Former Arsenal forward Jermaine Pennant recently opened up about his childhood trauma, fighting depression, and drinking addictions. In an interview with talkSPORT, Pennant states that he was embarrassed in the past to tell his story.
However, soon after the release of Dele Alli's interview on The Overlap with Gary Neville, the former Liverpool star bravely opened up about his story. Speaking on a live podcast, he said (via talkSPORT):
"What I'd do, I'd play up. Because I had so much trauma and so much darkness inside me that no one never knew. I was embarrassed to tell my story, what I went through, where I came from, what I saw."
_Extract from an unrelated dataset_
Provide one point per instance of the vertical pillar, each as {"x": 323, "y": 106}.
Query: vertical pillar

"I was abandoned by my mother when I was three, my father had me on weekends and when he took me back, my mum was never there. My father raised me to the best of his abilities and I was around six or seven, he then neglected me."
Pennant continued:
"So I would take myself to school, make my own dinners, which was Cornflakes. It got to the point where my mates would call me 'The Cornflake Kid' because that's all I'd eat. Then my dad got into drugs, people coming in an out of the house, I'd say he was an addict. So I had no mum, no father, surrounded by drugs, guns and crime."
Pennant also discussed his troubles with alcohol addiction and depression during his professional career.
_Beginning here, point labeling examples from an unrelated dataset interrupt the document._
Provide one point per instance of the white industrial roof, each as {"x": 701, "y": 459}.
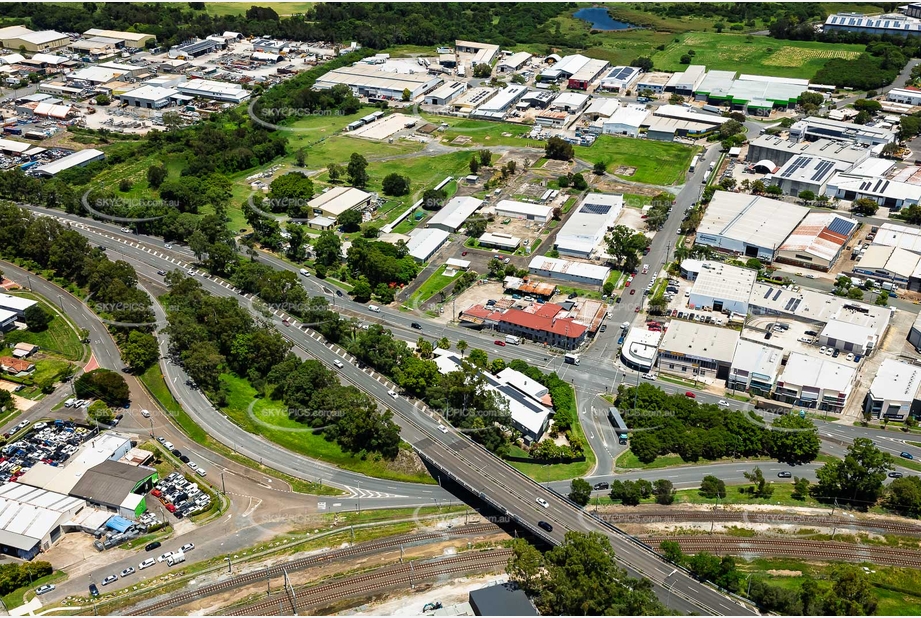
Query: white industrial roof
{"x": 425, "y": 241}
{"x": 587, "y": 226}
{"x": 896, "y": 381}
{"x": 524, "y": 208}
{"x": 700, "y": 341}
{"x": 455, "y": 212}
{"x": 16, "y": 303}
{"x": 339, "y": 199}
{"x": 724, "y": 282}
{"x": 822, "y": 373}
{"x": 757, "y": 360}
{"x": 579, "y": 269}
{"x": 757, "y": 221}
{"x": 821, "y": 234}
{"x": 72, "y": 160}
"I'd try anything as pain relief" - Jermaine Pennant speaks about troubles during Liverpool stay
In the interview with talkSPORT, former Stoke City forward Jermaine Pennant expressed his troubles while at Liverpool. After signing for the Reds from Birmingham in 2006, Pennant expected his time at Anfield to be beautiful, being a Liverpool fan as a kid.
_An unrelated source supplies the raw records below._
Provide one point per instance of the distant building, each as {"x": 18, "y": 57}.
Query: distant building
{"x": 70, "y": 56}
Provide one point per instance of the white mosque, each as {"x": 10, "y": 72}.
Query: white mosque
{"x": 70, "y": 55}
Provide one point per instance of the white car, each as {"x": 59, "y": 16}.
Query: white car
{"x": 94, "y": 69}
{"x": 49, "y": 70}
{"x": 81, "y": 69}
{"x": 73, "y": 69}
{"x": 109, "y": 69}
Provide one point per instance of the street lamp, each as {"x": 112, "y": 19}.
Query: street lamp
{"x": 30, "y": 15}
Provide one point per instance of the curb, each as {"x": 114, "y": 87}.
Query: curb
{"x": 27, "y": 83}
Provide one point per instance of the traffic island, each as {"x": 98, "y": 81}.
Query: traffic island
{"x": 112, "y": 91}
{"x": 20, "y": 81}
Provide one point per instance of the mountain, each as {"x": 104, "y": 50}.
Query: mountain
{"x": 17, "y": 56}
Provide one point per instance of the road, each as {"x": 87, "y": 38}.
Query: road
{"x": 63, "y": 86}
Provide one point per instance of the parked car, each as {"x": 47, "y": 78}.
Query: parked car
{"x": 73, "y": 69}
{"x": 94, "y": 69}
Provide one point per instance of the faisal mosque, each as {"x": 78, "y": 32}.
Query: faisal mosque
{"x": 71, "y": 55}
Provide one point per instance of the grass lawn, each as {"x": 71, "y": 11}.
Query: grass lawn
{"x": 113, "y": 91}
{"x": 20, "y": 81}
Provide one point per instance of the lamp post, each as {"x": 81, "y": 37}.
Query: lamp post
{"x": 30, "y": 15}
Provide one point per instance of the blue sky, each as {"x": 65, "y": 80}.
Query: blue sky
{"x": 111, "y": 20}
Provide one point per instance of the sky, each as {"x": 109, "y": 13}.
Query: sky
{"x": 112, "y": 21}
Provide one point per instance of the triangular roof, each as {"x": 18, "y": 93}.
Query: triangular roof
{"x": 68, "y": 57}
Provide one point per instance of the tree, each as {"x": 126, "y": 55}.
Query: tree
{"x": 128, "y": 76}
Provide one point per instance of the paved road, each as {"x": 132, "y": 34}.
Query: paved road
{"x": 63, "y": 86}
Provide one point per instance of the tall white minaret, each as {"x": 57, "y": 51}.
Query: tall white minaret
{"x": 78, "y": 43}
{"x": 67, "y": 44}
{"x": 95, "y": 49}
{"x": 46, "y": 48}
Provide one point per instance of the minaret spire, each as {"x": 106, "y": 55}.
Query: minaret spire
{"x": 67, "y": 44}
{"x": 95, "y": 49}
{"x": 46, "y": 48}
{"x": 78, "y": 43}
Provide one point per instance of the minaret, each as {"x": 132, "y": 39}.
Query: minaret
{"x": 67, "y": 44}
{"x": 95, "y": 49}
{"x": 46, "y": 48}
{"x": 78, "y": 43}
However, this was not the case as Pennant felt unhappy at Anfield. He explained:
"But I had a conversation where I said, 'I don't know why I'm unhappy, I don't understand it.' I've got everything I want, an amazing house, play for the club I've dreamed about as a little kid but I was depressed."
"It was causing me so much pain and when things weren't going great on the pitch, I'd unleash it in any way possible. I'd want to go out, to be around people, I'd try anything as pain relief, to get drunk, binge drink, to numb the pain."
Pennant also spent 30 days in prison after admitting to drunk driving and driving while disqualified.